O aluno pareceu genuinamente surpreso, mas me agradeceu pela resposta e, por assim dizer, me "perdoou". Que explicação pode ser oferecida para um tamanho mal-entendido? Seria por demais cômodo e evasivo explicar a ocorrência culpando exclusivamente certa esquerda pelas caricaturas simplificadoras tão amiúde associadas ao termo "neoliberalismo".

O fato é que os liberais brasileiros realmente passam exclusivamente por neoliberais, e que o liberalismo entre nós costuma não ir muito além de concepções economicistas. Meu ponto aqui é que nossos liberais são em grande parte responsáveis eles mesmos por este estado de coisas. E o são em razão do que bem poderia ser chamado de obsessão pela economia.

O economista Friedrich von Hayek, um dos maiores representantes da Escola Austríaca de pensamento econômico, em fotos dos anos 1930 e 1970 - AP

No momento em que escrevo, tenho diante dos meus olhos uma tradução de "On Liberty", obra de um liberal por excelência, John Stuart Mill. A tradução é excelente, mas é bem digno de nota o fato de que tenha por título "Da Liberdade Individual e Econômica" (Faro Editorial).

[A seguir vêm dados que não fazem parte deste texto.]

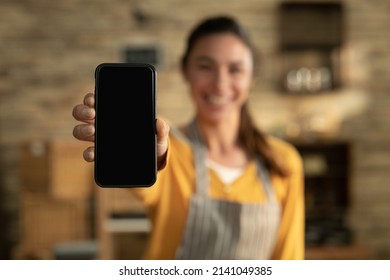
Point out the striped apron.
[176,121,281,260]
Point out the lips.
[205,95,231,106]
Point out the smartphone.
[94,63,157,188]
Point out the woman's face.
[184,33,253,122]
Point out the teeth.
[207,95,229,105]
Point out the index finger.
[84,93,95,107]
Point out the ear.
[181,67,189,83]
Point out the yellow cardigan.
[133,131,304,259]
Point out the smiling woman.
[75,17,304,259]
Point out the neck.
[198,112,247,167]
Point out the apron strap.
[189,119,209,197]
[189,118,276,202]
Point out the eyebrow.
[195,55,243,66]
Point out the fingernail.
[82,108,91,118]
[83,125,93,136]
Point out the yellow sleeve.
[272,139,305,260]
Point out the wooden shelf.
[305,245,375,260]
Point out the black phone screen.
[95,63,157,187]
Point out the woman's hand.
[73,93,169,169]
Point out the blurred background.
[0,0,390,259]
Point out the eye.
[229,65,242,74]
[198,63,212,71]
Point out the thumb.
[156,119,170,169]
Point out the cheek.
[236,79,251,98]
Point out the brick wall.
[0,0,390,258]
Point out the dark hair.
[181,16,256,70]
[181,16,287,176]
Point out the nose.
[214,68,229,94]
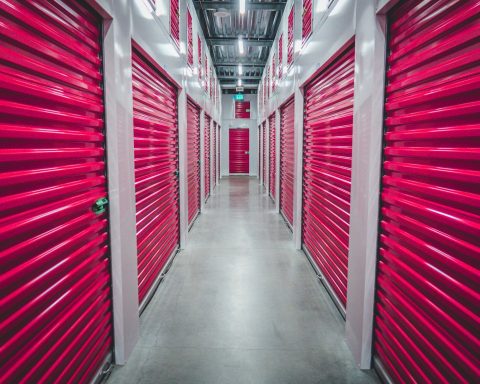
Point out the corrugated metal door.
[262,120,267,188]
[302,45,355,309]
[217,125,222,181]
[0,0,112,383]
[203,113,211,201]
[280,97,295,226]
[229,128,250,174]
[187,99,200,225]
[302,0,313,44]
[212,121,217,189]
[287,4,295,66]
[170,0,180,47]
[187,7,193,67]
[374,0,480,383]
[133,49,179,303]
[268,112,277,201]
[258,124,262,180]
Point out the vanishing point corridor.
[108,176,378,384]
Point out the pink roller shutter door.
[374,1,480,383]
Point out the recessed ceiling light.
[213,8,230,18]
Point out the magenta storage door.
[302,45,355,309]
[0,0,112,383]
[229,128,250,174]
[280,97,295,226]
[262,121,267,187]
[374,0,480,383]
[203,113,211,201]
[133,49,179,303]
[187,99,200,224]
[268,113,277,201]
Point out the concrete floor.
[108,176,379,384]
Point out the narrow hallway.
[108,176,377,384]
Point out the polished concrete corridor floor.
[108,176,378,384]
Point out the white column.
[99,0,139,364]
[346,0,386,369]
[178,89,188,249]
[293,86,303,249]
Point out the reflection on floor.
[108,176,378,384]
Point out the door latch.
[92,197,108,215]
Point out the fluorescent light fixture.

Causa espécie tal escolha, visto que o livro definitivamente tem uma ênfase inteiramente diversa. E certamente não se pode atribuir a Mill uma defesa do chamado Estado mínimo (o pensamento do filósofo britânico é marcado por um acentuado ecletismo, a que não se pode fazer justiça em poucos parágrafos).

Não bastasse essa estreiteza de visão, a pandemia em curso deixou tristemente claro que muitos autonomeados liberais brasileiros não chegam sequer a entender que, se é verdade por um lado que a liberdade preconizada por Mill entrona o indivíduo na posição de soberano absoluto da sua vida privada, daquele âmbito de ações que dizem respeito exclusivamente à sua própria pessoa e que só sobre ela exercem efeitos, não é menos verdade que tal liberdade perde a sua sanção incondicional sempre que pode redundar em ações que causem danos a terceiros.

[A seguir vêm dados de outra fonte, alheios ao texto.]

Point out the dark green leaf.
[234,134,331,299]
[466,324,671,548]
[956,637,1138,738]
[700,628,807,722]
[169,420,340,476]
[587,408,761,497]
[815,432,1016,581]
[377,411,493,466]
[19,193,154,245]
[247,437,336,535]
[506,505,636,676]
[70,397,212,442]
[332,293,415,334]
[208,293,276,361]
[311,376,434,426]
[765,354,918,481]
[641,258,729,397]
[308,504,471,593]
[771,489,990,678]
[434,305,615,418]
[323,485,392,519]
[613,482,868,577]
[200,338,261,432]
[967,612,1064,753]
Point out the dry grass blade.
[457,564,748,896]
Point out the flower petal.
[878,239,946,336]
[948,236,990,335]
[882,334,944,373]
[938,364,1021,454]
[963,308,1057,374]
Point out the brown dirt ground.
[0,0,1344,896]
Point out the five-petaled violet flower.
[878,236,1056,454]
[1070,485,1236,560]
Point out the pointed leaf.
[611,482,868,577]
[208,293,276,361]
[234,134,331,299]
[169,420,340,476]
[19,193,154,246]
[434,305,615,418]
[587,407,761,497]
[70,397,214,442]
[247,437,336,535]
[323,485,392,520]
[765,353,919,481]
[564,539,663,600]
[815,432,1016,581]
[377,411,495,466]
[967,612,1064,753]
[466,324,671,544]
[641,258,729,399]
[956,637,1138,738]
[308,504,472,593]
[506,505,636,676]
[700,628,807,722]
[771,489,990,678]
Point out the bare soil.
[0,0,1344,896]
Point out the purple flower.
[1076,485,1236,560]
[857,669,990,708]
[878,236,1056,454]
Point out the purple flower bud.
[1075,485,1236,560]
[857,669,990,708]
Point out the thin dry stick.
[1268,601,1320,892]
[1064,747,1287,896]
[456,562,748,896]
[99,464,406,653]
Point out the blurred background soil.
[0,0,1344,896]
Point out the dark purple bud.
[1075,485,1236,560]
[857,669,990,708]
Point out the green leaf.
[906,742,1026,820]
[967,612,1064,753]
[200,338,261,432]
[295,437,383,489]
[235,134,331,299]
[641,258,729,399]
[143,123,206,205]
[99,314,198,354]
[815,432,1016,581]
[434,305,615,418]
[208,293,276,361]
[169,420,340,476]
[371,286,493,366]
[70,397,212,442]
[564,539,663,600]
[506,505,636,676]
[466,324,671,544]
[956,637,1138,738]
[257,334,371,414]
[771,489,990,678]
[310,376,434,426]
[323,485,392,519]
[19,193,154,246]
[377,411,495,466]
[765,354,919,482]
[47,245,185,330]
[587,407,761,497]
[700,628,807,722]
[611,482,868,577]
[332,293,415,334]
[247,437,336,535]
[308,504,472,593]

O filósofo e economista britânico John Stuart Mill - London Stereoscopic Company/Wikimedia/Folhapress

No domínio propriamente teórico, a situação é ainda mais desoladora. Quantos jovens estudantes da matéria têm ciência de que um erudito da estatura de um José Guilherme Merquior se proclamava orgulhosamente como um liberal social? Ou mesmo do que vem a ser o liberalismo social? Com que frequência se mencionam entre nós autores como T. H. Green, John Hobson ou Leonard Trelawny Hobhouse?

Por fim: a rejeição ao despotismo, o direito à vida, à expressão e à propriedade, o império da lei, a competição regrada de interesses e crenças, os mercados livres, a expansão do rol de atores políticos até o advento do sufrágio universal —tudo isso fez e faz parte da tradição liberal. Como também o fez a noção humboldtiana de "Bildung" e de autocultivo da mente; o perfeccionismo, em suma. E que o Estado bem pode ter um papel fundamental a desempenhar nesse domínio. Mas disso o leitor dificilmente terá ciência lendo os liberais brasileiros.